Black Rain
- First US edition
- Author: Masuji Ibuse
- Original title: 黒い雨 (Kuroi Ame)
- Translator: John Bester
- Language: Japanese
- Genre: Historical, war novel
- Publication date: 1966
- Published in English: 2001
- Media type: Print (Hardback and paperback)
- ISBN: 0-87011-364-X
- OCLC: 264049426

= Black Rain (novel) =

1965 novel by Masuji Ibuse

Black Rain (黒い雨, Kuroi Ame) is a novel by Japanese author Masuji Ibuse. Ibuse began serializing Black Rain in the magazine Shincho in January 1965. The novel is based on historical records of the devastation caused by the atomic bombing of Hiroshima.

==Plot==
Black Rain is told through the diary entries of Shizuma Shigematsu and other characters during August 6–15, 1957, Hiroshima, and at the time of narration, Shigematsu and his wife Shigeko are the guardians of their niece Yasuko. They feel obligated to find a suitable husband for her, and by the start of the novel, three earlier attempts to arrange a match had already failed because of rumors that she had radiation sickness from exposure to "black rain," radioactive precipitation that had fallen when the immense firestorm caused by the nuclear explosion seeded the clouds over Hiroshima, causing the radioactive material to fall back down as rain. Fear and disgust of radiation sickness and those who have it are two of the main themes throughout the story.

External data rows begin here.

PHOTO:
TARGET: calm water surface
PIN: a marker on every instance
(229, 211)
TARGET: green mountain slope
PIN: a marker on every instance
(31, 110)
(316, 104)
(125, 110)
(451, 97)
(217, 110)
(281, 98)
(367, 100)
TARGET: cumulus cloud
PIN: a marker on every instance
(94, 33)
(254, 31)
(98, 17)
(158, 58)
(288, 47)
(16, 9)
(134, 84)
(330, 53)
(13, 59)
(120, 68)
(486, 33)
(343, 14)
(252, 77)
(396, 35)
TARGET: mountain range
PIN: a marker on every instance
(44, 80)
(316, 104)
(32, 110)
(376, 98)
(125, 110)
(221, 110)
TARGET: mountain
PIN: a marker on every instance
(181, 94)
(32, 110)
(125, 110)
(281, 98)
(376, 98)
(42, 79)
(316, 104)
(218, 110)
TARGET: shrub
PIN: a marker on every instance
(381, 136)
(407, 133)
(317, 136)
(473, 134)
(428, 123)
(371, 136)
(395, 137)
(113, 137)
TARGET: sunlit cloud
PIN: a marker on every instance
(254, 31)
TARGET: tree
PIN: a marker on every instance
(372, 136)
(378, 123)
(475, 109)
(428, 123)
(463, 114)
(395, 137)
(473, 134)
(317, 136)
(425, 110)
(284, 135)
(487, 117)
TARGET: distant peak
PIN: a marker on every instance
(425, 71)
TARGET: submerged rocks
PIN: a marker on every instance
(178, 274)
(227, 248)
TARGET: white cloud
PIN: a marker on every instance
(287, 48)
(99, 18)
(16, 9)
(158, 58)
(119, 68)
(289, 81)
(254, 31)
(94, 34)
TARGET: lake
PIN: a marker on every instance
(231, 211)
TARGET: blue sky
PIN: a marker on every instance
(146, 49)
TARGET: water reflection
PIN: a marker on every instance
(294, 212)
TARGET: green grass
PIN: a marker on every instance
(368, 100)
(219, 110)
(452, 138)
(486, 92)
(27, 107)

Though Shigematsu's journal entries attempt to disprove his niece's sickness by demonstrating that she was not in Hiroshima during the blast, in the end it turns out that Yasuko had gone there immediately afterward to find her parents and was indeed sickened by the "Black Rain".

==Adaptations==
Director Shohei Imamura directed a film adaptation of the Japanese novel in 1989.